Bugüne geliyorum. Alerji testim yapıldı, en son karar +/- çıktı. Yani netice: "Şey biz bunu anlayamadık şimdi" Nasıl yahu! ben görüyorum kırmızı işte, kaşınıyor da. Yarın kesin kararı veririz tekrar görüp dediler. 

Şimdi evdeyim, daha fazla kızardı ilacı yaptıkları yerler, kaşınıyor hala. İlaçtan olduğu benim gözümde kesinlik kazandı da işte ben doktorlarla ilgili bir şey söyleyince, savunmaya geçen biri var hayatımda "ama onlar da şu açıdan değerlendiriyor" diyor hemen. Bir tanıdığımın doktor eşi, çocukları ne zaman hastayız dese su için geçer diyormuş, ona döndüm ben de. Ne söylesem "telaşlanacak bir şey yok", "o bişeyi göstermez" :) 

Yarın sabah uyanıp hastaneye gideceğim. Eğer ilaca alerjim varsa 2. dozu vermeyecekler diye umuyorum. Çünkü sorun yalnızca böyle kabarmak değil, bunu tolere ederim ben. ne olacak en kötü ilaçtan sonra 1 gün kabarıcam, xyzal içicem geçicek. Ama 2. dozda daha yüksek ihtimal dedikleri solunum yetmezliği vs, ay tövbe valla korkutuyorlar insanı.

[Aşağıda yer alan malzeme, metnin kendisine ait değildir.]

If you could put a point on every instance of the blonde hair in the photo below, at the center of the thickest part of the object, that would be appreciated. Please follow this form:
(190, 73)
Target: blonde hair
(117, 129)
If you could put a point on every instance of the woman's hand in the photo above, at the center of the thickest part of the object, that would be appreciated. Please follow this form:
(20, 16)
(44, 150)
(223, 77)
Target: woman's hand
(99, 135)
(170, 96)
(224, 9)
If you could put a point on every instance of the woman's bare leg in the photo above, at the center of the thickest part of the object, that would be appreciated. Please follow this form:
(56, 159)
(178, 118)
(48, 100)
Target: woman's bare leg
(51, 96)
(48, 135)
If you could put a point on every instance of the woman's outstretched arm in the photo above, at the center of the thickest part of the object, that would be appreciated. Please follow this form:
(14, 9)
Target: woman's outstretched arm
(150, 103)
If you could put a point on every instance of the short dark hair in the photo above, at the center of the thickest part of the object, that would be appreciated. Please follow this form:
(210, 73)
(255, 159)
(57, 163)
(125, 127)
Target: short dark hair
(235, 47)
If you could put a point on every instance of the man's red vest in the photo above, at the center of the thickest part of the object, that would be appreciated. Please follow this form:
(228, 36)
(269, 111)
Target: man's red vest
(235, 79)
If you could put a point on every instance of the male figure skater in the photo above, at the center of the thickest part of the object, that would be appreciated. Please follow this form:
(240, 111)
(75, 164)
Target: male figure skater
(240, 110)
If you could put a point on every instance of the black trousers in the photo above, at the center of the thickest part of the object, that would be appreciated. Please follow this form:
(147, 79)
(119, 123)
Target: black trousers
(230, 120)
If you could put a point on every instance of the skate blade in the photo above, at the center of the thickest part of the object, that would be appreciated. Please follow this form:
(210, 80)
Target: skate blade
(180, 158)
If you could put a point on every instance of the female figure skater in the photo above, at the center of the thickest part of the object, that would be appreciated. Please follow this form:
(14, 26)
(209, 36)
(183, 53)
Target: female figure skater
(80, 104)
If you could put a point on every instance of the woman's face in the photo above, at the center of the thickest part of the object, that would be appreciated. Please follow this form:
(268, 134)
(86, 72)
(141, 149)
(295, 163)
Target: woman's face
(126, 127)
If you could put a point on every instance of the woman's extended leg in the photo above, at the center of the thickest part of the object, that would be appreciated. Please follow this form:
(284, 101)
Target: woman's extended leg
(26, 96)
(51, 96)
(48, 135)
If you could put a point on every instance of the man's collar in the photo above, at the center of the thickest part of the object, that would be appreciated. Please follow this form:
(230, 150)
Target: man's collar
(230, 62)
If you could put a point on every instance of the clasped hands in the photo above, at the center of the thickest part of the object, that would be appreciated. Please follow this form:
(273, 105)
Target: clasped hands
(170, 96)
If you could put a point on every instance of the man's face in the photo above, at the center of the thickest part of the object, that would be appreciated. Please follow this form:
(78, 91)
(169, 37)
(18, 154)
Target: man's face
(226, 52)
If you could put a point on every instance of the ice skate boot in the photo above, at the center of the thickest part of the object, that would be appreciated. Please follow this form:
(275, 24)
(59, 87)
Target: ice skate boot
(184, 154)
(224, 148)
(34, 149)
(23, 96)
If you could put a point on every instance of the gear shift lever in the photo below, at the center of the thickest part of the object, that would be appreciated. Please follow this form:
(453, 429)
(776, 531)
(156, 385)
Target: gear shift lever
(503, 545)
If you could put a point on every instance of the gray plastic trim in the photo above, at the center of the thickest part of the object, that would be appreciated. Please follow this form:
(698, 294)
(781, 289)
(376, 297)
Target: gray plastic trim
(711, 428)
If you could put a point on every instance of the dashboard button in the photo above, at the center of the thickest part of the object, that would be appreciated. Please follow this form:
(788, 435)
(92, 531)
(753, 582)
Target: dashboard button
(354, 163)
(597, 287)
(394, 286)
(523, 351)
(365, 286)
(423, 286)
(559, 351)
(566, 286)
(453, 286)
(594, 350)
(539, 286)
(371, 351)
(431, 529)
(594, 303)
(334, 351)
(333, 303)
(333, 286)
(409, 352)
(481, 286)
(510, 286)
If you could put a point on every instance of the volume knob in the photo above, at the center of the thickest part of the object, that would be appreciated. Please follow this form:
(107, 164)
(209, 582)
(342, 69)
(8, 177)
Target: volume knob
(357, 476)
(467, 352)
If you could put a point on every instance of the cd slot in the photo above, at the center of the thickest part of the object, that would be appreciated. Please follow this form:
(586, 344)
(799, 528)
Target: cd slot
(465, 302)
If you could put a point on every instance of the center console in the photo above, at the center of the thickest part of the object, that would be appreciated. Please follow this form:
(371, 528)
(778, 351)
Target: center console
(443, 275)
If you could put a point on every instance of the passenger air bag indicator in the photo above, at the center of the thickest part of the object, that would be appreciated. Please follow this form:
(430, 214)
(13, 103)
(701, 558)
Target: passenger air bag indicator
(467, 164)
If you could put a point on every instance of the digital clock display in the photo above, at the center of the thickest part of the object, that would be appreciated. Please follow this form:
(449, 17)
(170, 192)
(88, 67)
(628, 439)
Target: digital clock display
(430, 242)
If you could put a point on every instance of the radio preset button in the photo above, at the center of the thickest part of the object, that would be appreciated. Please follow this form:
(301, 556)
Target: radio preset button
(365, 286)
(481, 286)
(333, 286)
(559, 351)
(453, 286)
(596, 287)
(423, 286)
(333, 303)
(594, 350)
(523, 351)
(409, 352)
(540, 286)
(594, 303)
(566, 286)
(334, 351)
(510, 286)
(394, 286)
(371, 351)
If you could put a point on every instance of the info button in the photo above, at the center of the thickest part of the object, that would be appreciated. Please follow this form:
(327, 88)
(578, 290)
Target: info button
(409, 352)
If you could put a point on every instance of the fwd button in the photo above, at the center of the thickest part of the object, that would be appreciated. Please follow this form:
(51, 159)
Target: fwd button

Eğer ki yarın ilacı almazsam da, Türkiye'de henüz onayı olmayan, ama bakanlık yoluyla yurt dışından getirtilen bir ilaca başlayacağım yeni bir anti-tnf grubu ilaç olarak. Daha az yan etki diye pazarlıyorlar yalan olmazsa. Amaaaa asıl olay, o ilaç gelene kadar kortizona da başlayacak olmam. Size şu kortizonlu tatlış fotoğrafımı gösterip, artık uyumaya gidiyorum. Hadi bana iyi şanslar :)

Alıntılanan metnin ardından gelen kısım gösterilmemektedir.